Both of them pointed accusing fingers at chief minister M. Karunanidhi and his son M. K. Stalin, the state local administration minister as instigators of the violence. They demanded repoll in all the Chennai wards but under the supervision of armed forces, since the state police had 'actively collaborated' in the mayhem.Chief minister M. Karunanidhi dismissed the charge that his party and his son had unleashed the unprecedented violence to rig the Friday poll in the city. Emerging with a broad smile along with son Stalin after casting his vote at the polling station near his Gopalapuram residence that morning, he told reporters that Jayalalithaa was lying in charging the DMK with poll violence. The truth, according to him, was that she had planned the violence in Chennai "as a pilot project" for worse things to follow throughout Tamil Nadu and had even scripted a war-cry for her minions. Campaigning for an Assembly by-election in Madurai, she had declared at a public rally on October eight that people must crush the DMK leadership "just like the slaying of Narakasura", the demon king whose death is celebrated on Diwali.
The Narakasura statement, said Karunanidhi, was proof of Jayalalithaa's conspiracy to disrupt the Chennai elections and blame it on his party. Meeting reporters the following day at the Anna Arivalayam, the DMK headquarters in the city, the chief minister came up with yet another 'evidence' of the AIADMK role in the violence. Right from the early morning of Friday, Jaya TV had begun running a scroll asking people to send telegrams to the President and the National Human Rights Commission to complain about the DMK violence and that clearly bared their murderous intentions, argued Karunanidhi.
At the press conference, the chief minister also exhibited photographs of his own party members who were injured at the hands of the AIADMK goons—one of them had almost lost an eye. The police got a clean chit at his hands. The state election commissioner (SEC) D. Chandrasekaran did a commendable job unlike the predecessor Palanichamy, who got extensions for life from the then chief minister Jayalalithaa for being pliable. That she was now accusing him and the SEC was "like the devil quoting the scriptures," said Karunanidhi.
But then, there were any number of reporters and photographers, television crew included, who had seen for themselves the macabre display of poll rigging in Chennai. True, the AIADMK members were down in equal strength with their sticks and sickles but what made the big difference and delivered the 'final victory' for the ruling alliance was the police support that it got.

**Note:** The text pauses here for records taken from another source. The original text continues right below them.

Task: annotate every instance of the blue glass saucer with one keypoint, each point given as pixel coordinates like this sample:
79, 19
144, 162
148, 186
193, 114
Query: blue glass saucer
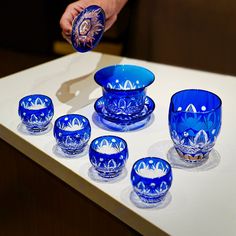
121, 119
88, 28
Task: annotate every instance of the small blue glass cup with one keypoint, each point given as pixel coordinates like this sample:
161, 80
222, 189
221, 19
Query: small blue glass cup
72, 133
194, 123
151, 178
108, 155
36, 112
124, 88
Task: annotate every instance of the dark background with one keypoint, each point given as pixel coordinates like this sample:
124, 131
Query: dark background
195, 34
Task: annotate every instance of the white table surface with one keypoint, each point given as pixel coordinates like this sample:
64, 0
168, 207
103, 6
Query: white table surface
202, 200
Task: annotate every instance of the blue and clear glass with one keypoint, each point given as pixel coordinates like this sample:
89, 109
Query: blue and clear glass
88, 28
72, 133
124, 99
151, 178
194, 123
108, 155
36, 112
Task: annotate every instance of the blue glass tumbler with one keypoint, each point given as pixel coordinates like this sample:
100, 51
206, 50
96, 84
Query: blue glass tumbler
194, 123
151, 178
108, 155
72, 133
36, 112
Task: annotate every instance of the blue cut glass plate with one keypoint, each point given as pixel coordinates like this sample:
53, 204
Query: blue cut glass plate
122, 119
88, 28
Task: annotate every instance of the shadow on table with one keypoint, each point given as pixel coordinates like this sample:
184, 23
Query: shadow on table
76, 92
165, 149
130, 197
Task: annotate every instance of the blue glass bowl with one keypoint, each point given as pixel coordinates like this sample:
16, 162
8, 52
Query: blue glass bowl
36, 112
72, 133
88, 28
194, 123
151, 178
124, 88
108, 155
121, 119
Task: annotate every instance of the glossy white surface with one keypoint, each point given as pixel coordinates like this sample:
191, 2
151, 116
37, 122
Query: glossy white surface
201, 199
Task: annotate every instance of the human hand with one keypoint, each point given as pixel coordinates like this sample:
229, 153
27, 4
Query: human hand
110, 7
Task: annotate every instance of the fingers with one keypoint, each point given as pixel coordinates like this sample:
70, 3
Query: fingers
110, 22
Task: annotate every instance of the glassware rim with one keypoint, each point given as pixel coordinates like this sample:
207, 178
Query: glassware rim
169, 171
108, 136
87, 124
198, 112
124, 65
50, 103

One AIADMK worker, bleeding below his eye at one of those many 'battlefields' in Chennai, wailed, "True, we too had done all this during the Assembly by-elections and the Corporation polls in the city in Amma's rule, but not on this brutal scale being enacted by the DMK men."Both the state director general of police D.Mukherjee and the Chennai police commissioner Ms Letika Saran are officers of great integrity and professional competence. But as we have seen quite a few of their ilk crack under intense political pressure to take sides, these two too appear to have succumbed to the 'force of circumstances'. TV cameras covering their joint-conference with the media on the poll day did not get a single visual of these two meeting the scribes in their eyes, while insisting that polling went off 'smoothly but for some stray incidents'.
Film star Vijayakanth, hoping to make a big impression in the tier-3 of governance (after the Parliament and the State Assembly) with his Desiya Murpokku Dravida Kazhagam launched only September last year, was clearly rattled witnessing the real-life replay of what he must have only enacted in movies fighting dozens of deadly villains barehanded. He led his followers to petition Commissioner Saran alleging large-scale violence by the DMK and told reporters outside that he had all along assumed that booth-capturing and bogus voting took place in the afternoons after some section of the genuine voters exercised franchise, but this was the first time that armed goons took over polling booths right in the morning and the police looked the other way. "I will build up makkal sakthi (people's power) to put a stop to these atrocities," declared the star politician.
The opposition politicians and 'hostile' media apart, even the common folk on the streets of Chennai during the weekend appeared convinced that most of the violence was orchestrated by the DMK and allies. In fact, one of the DMK's partners, the Marxists, too complained about the poll violence and demanded repelling. It was unfortunate that for someone hoping to soon don the chief minister's mantle in Tamil Nadu, son Stalin had to face such barrage of accusations from all sides.
Perhaps the strongest indictment of the first family came from the saffron brigade. The Hindu Munnani founder Rama Gopalan convened a press conference at his Chennai office to speak of the "new low in Indian politics" that the "unprecedented violence and rigging" witnessed in the Friday poll in the city. "In all my 80 years of life, I have not seen this kind of brute violence and rigging of elections. The police actively collaborated with the ruling party in this gross violation of democracy," said the Hindu leader, extending support to star Vijayakanth's makkal sakthi pledge.
And then Rama Gopalan came with his punch line. "Perhaps one way of ending such violence would be for us to concede that for the next 50 years, the family of the DMK chief Karunanidhi, right down to his grandson, could hold positions of power without having to face any elections."
In the midst of all this outburst of anger and hurt, some voices of conciliation and debate over administrative tinkering have popped up. One of them was from a senior IAS official known for his integrity and competence and he has this to say. 'Why not disband the state election commission and bring all the elections, down to the grass root level of panchayat polls, under the control of the Election Commission of India, so that the interference of the ruling party of the day does not pollute the electoral process?'
If Jayalalithaa during her regime thought it fit to give extensions for life to the then state election commissioner Palanichamy so that she could run the SEC her way in the conduct of the civic polls, the present SEC Chandrasekaran is said to be a close relative of the DMK minister Durai Murugan. The perception that Caesar's wife must be above all suspicion finds no place in Dravidian politics.